Kimileri o coşkun sevgiyle kendini otobüsün önüne attı, otobüs şoförü firen yapıp, biraz sola veya sağa kırarak sevince matem düşürmemek için bütün gayretini ve ustalığını gösterdi. Öyle bir coşkulu uğultu vardı ki; otobüsün sesini duymak mümkün olmadı. Kimsi kimsenin ne ediğini bilmiyor, kimi sloğan atıyor, kimi sloğanı da bilmeden rast gele bağırıyordu. İtiş-kakış, çoşkunun verdiği hisle, kimsenin dikkat etmediği tabii refleks olmuştu.
O esnadaki bazı konuşmalardan dikkat edebildiğim bir kısmını aktarıyorum:
- Aha valla değdim la!
- Ben de valla.
- Bak-bak gene elini çıkardı.
- Durun ya bi iteklemeyin!
- Geliyor valla!
- Paket de atıyor lan!
- Ne var ki o pakette?
- Bilmem!!!
Pakette ne var hala bilmiyorum, kimseye de sormadım. Paketler uzunca dikdörtgen prizma şeklindeydi. Paketler otobüsün içinden, sağ ön kapının açık penceresinden Sayın Cumhurbaşkanı tarafından kalabalığa doğru rastgele atılıyordu.
O paketi kapmak için insanlar birbirlerinin üzerine hücum ediyor, paketi kapma çalışıyorlardı. O kalabalıkta kadınların sayıları da epece fazlaydı ve o izdihamdaki itiş-kakışlarda onlar epey mağdur oldular. Neyse ki bir hanım atılan paketlerden biri kapabildi.
Bu ziyarette benim ağrıma giden; bu hediye paketlerin atılış biçimi ile insanların bir paketi alabilmek için yaptıkları izdiham oldu.
Bu olay bana, yıllar önce sözüm ona bazı hayırseverlerin Güneydoğu Anadolu bölgesinde, kamyonların üzerinden oradaki kalabalığın üstüne paket ve torbaları atmaları, insanların onları alabilmek için birbirini çiğnercesine saldırmalarını hatırlattı. O olaylar o zaman sıkça tekrarlanıyor ve yabancı televizyona malzeme çıkarılıyordu, o kanallar da bunları dünyaya gösteriyordu.
Oysa bunun önüne geçilebilir, fakirler tespit edilerek, onların evlerine dağıtabilirlerdi, ama o zaman yapancı televizyonlara malzeme çıkmazdı.
Biz gelelim Sayın Cumhurbaşkanının attığı hediye paketlerine:
Sayın Cumhurbaşkanı!
Sade ve sıradan bir vatandaş olarak, hediye paketlerin, tarafınızdan milletin üstüne atılmasından ben rahatsızlık duydum.
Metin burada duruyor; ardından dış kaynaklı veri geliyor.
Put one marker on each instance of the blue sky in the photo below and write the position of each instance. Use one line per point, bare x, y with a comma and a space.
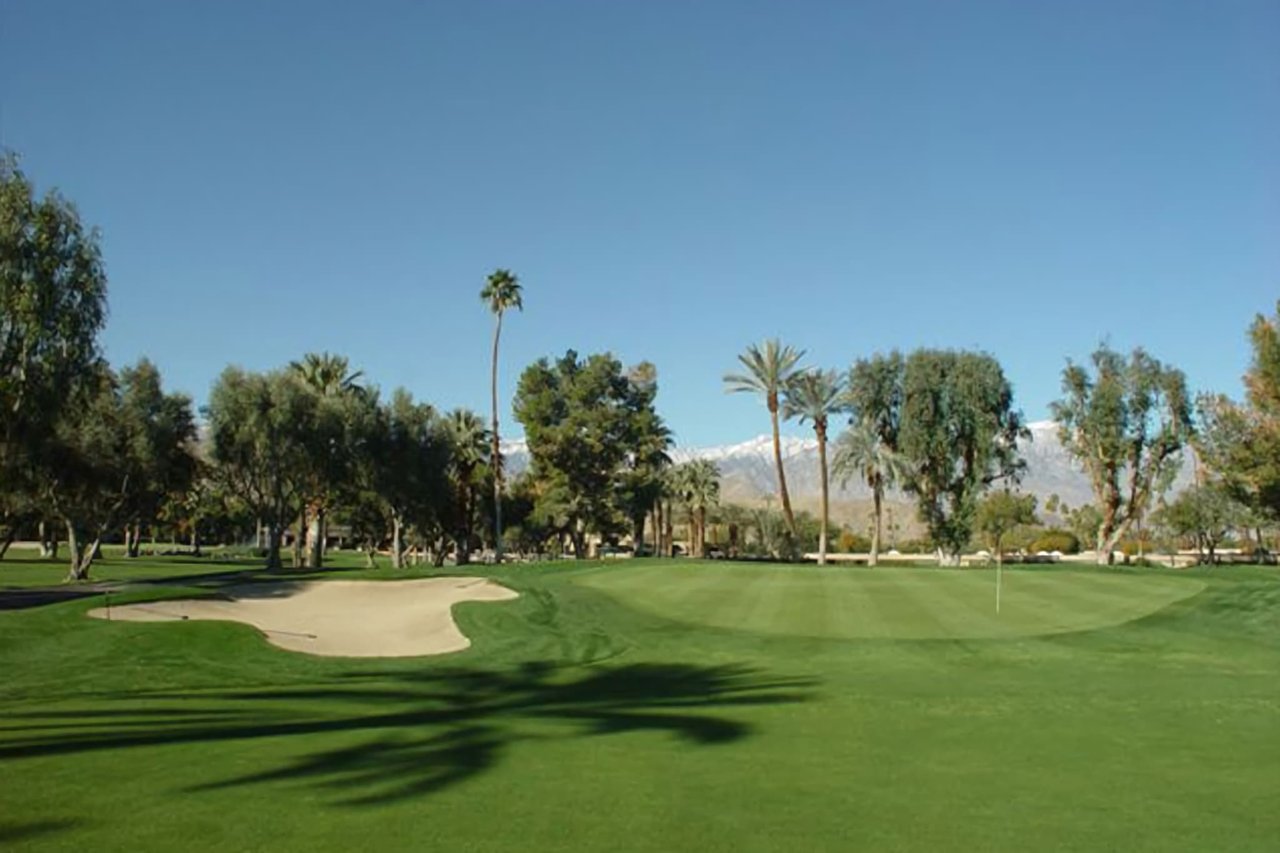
671, 181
Hele de hemşerilerimin, o paketleri kapmak için yaptıkları izdihamdan, itiş-kakıştan incindim, bu sebeple yüksek makamınızdan bu konunun incelenerek, bir çözüm üretilmesini ve böyle olayların bir daha vukua gelmemesini saygılarımla arz ve talep ediyorum.